At last, some sense in legal philosophy. With circular and already-answered-from-the-start discussions for decades about whether a quest in understanding the nature of law—i.e. what is law?—should include coercion, it is The Force of Law that reignites the enquiry long ago thought to be settled. Schauer has two intertwined claims: a) that law is commonly and valuably coercive; and b) a challenge to a prevalent mode of jurisprudence inquiry.
 
 

With regards the former, Schauer tells us that “[l]aw makes us do things we do not want to do […] [and] unlike morality and etiquette, possesses the resources to compel compliance in ways that other normative systems do not […]. [For instance], the law has sanctions at its disposal that are systematic, often severe, and highly salient. The legal system can put us in prison, take our money, and in some places even flog us and kill us”. But, for over fifty years legal theory, following H.L.A. Hart has made an assumption that law cannot be identified with force. Indeed, “[t]he theory of law as coercive order meets at the outset with the objection that there are varieties of law found in all systems which, in three principal respects, do not fit this description.” Therein, an opinion translated into dogma: law may refer to coercion but it does not need to by default—i.e. coercion is not a necessary condition for law to be.

Schauer agrees that “noncoercive law both can and does exist.” That is not the issue he intends to unravel in The Fore of Law. However, because we currently understand in legal philosophy that coercion is not a necessary condition for law to be, and legal philosophy seems to be interested only in those features in law that are considered essential, “coercion loses its philosophical or theoretical interest in explaining the nature of law”. And that is Schauer’s second claim, that legal philosophy or legal theory should not be limited to search for essential features, elements, or components.
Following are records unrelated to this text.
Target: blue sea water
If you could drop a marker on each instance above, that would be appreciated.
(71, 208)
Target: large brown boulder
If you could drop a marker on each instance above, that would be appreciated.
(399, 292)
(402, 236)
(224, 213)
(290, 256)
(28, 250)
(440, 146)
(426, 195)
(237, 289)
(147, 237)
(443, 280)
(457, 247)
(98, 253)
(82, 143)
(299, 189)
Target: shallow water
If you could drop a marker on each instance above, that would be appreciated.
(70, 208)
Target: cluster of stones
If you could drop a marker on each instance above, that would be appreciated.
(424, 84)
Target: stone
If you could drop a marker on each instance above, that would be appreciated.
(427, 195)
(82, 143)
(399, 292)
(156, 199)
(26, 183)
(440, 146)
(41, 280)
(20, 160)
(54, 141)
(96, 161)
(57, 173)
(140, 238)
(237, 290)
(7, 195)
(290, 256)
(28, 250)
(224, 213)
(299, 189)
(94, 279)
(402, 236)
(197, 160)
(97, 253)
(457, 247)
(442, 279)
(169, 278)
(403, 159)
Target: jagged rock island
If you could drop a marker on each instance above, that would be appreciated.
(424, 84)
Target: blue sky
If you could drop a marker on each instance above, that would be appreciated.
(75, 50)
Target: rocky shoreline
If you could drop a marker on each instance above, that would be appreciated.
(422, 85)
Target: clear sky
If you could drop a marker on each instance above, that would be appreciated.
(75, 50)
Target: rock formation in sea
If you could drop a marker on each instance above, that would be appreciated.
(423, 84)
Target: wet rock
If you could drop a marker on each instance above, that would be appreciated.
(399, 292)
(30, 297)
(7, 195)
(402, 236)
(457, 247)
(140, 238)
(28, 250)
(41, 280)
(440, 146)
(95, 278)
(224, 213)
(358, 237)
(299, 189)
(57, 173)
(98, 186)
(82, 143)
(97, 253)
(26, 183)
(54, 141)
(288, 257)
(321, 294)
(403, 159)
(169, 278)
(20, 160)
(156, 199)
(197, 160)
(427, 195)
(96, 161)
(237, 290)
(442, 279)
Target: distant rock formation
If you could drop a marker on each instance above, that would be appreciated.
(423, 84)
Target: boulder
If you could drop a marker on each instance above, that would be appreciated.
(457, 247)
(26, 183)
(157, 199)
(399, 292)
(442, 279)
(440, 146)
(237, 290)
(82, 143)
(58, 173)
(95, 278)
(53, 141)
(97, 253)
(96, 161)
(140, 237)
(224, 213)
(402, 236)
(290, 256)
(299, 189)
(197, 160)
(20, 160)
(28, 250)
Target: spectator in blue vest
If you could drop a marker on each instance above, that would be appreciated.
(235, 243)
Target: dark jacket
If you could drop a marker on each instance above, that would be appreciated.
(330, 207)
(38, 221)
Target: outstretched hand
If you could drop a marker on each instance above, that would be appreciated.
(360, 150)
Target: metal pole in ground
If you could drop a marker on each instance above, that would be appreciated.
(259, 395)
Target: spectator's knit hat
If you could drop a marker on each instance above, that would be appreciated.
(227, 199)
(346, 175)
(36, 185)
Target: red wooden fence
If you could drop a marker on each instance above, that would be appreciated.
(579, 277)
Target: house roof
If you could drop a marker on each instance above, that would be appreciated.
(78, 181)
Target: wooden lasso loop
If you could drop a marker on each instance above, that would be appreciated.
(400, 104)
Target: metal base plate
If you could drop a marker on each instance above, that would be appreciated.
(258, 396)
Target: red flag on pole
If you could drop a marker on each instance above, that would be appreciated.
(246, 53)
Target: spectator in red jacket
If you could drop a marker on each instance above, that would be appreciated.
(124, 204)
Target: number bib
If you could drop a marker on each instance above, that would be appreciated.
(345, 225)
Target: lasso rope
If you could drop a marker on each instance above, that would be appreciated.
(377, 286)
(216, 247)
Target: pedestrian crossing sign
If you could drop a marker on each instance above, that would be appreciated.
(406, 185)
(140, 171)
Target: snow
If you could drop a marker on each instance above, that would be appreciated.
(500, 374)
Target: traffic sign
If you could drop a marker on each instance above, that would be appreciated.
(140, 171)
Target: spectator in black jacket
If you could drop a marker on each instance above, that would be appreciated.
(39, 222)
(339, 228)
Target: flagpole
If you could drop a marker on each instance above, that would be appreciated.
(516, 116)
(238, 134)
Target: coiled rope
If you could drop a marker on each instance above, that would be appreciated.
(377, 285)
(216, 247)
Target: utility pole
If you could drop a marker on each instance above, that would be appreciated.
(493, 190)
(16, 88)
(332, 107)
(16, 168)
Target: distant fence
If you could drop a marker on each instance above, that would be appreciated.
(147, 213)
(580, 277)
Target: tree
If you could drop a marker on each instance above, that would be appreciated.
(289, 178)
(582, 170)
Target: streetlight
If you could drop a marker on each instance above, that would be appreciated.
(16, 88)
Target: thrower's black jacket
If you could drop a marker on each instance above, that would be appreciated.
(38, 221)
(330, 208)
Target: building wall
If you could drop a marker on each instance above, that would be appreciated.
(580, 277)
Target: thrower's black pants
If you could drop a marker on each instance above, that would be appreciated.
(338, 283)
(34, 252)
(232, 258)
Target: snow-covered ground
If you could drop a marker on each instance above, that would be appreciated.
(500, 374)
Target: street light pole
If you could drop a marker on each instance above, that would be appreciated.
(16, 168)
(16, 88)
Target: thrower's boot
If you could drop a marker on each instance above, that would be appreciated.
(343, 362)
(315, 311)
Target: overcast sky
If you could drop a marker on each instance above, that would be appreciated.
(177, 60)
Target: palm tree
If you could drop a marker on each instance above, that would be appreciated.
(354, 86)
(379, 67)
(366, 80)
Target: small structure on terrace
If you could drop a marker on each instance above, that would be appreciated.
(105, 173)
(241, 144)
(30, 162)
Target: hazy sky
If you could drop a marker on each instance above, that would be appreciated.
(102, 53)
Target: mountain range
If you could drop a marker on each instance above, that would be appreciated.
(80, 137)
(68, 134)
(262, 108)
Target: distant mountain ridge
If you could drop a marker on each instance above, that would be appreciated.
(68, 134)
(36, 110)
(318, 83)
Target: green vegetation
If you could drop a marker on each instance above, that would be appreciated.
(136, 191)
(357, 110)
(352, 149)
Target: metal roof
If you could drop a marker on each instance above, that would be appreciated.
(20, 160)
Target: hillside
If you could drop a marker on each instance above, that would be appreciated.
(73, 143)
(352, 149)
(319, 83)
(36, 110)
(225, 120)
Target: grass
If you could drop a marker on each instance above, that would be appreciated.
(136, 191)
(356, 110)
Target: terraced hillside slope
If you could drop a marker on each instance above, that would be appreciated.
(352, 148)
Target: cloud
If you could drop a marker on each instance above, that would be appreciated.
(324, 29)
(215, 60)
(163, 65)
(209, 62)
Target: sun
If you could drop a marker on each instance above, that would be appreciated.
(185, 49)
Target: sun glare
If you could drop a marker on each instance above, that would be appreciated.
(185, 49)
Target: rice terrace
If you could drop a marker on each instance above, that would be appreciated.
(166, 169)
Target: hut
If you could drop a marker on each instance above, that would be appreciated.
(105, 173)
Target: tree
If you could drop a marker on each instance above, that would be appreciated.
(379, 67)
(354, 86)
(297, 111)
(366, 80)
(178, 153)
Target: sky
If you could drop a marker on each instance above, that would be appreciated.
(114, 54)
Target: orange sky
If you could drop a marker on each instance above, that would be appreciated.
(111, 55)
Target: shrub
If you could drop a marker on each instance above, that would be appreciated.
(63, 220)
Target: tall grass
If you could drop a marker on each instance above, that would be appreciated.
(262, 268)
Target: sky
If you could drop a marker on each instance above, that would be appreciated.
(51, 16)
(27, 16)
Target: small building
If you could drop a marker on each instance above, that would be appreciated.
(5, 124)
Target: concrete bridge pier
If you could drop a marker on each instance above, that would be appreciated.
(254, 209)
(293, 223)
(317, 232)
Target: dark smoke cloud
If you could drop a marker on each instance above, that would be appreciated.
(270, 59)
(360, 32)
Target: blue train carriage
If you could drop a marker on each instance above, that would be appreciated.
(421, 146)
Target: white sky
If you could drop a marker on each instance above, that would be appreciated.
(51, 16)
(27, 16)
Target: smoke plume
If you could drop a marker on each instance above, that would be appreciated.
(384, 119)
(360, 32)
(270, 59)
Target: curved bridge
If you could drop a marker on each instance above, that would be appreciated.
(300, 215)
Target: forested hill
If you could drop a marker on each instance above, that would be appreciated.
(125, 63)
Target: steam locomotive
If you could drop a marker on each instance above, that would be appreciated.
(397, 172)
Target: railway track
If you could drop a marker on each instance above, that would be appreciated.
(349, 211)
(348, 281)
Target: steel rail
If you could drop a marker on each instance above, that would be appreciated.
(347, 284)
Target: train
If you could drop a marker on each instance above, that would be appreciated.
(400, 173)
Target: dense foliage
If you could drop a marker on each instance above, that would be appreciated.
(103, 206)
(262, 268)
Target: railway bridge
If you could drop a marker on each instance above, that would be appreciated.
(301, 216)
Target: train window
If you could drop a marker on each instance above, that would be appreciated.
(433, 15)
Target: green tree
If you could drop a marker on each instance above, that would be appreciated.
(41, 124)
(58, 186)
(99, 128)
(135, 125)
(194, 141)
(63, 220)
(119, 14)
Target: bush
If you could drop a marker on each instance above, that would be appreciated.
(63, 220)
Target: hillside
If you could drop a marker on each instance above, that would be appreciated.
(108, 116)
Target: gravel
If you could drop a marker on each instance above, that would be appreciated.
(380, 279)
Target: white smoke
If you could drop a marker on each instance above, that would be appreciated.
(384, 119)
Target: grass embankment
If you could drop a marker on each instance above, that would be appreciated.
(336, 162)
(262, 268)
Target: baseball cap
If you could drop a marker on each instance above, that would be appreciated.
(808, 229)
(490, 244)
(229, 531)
There are already voices against Schauer’s attempt to reintroduce coercion as a more starring character within law. In his latest paper, Leslie Green “addresses the question of the relationship between law and coercive force”. Green makes, against Frederick Schauer’s claims in his book, The Force of Law, the following points:

“(a) The force of law consists in three things, not one: the imposition of duties, the use of coercion, and the exercise of social power
; (b) Even if coercion is not part of the concept of law, coercion is connected to law in a variety of ways. These are amply recognized in contemporary jurisprudence; [and] (c) We cannot determine how important coercion is to the efficacy of law until we know what counts as coercive force. This question is not a matter for empirical generalization or bare stipulation. It requires an explanation of the concept of coercion. […] Before we can count we need to know that what counts as what. Counting—as is a matter of identifying necessary and sufficient conditions.”
 
 
Despite the apparent disagreements, the focus of this literature, however, is largely on the question of the justifiability of including coercion amongst the elements to be studied when referring to the nature of law. There is a huge literature on the elements that constitute the law. Within this literature, and in particular since Hart’s The Concept of Law, coercion in not central to this study. To be more precise, coercion is only briefly noted as a potential, additional and apparently optional element in this literature, rather than being subject to detailed analysis.